Plasma proprotein convertase subtilisin/kexin type 9 is associated with Lp(a) in type 2 diabetic patients

Aim Recent in vitro researches have shown that plasma Lp(a) can be reduced using a proprotein convertase subtilisin/kexin type 9 (PCSK9)-inhibitory monoclonal antibody. In our clinical study we tried to investigate the association between plasma Lp(a) and PCSK9 in Type 2 diabetic patients with elevated plasma Lp(a), and to check whether such an association would be related to LDL-receptor (LDL-R) levels. Methods Plasma PCSK9 and LDL-R concentrations were measured by sandwich ELISA methods using recombinant human PCSK9 protein and LDL-R protein as standards in a cohort with type 2 diabetic patients (n = 50) compared to an age- and sex-matched control group (n = 50).
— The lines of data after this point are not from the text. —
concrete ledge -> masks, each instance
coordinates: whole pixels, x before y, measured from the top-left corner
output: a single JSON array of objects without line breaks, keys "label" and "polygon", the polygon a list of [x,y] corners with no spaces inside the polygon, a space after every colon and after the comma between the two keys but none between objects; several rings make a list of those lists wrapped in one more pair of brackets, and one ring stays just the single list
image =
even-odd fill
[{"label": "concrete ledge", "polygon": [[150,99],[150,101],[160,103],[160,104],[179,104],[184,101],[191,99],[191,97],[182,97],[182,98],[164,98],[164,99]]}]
Both clinical and biochemical parameters were determined in all patients. Results Plasma PCSK9 level was significantly elevated in T2DM patients compared to controls (44.61 ± 14.44 and 33.22 ± 11.79 ng/mL, respectively, P < 0.0001). However LDL-R levels did not differ between the two groups. Remarkably, plasma PCSK9 levels were positively correlated with Lp(a) levels in whole population (r = + 0.227, P = 0.03) as well as in T2DM group (r = + 0.398, P = 0.0061) but not in control group. Multiple linear regression analysis showed that plasma Lp(a) levels were independently associated to those of PCSK9. Conclusion Lp(a) has been proposed as a contributing factor to the accelerated development of macrovascular complications in T2DM. Its synergic effect with PCSK9 may explain the enhanced atherogenicity in T2DM patients.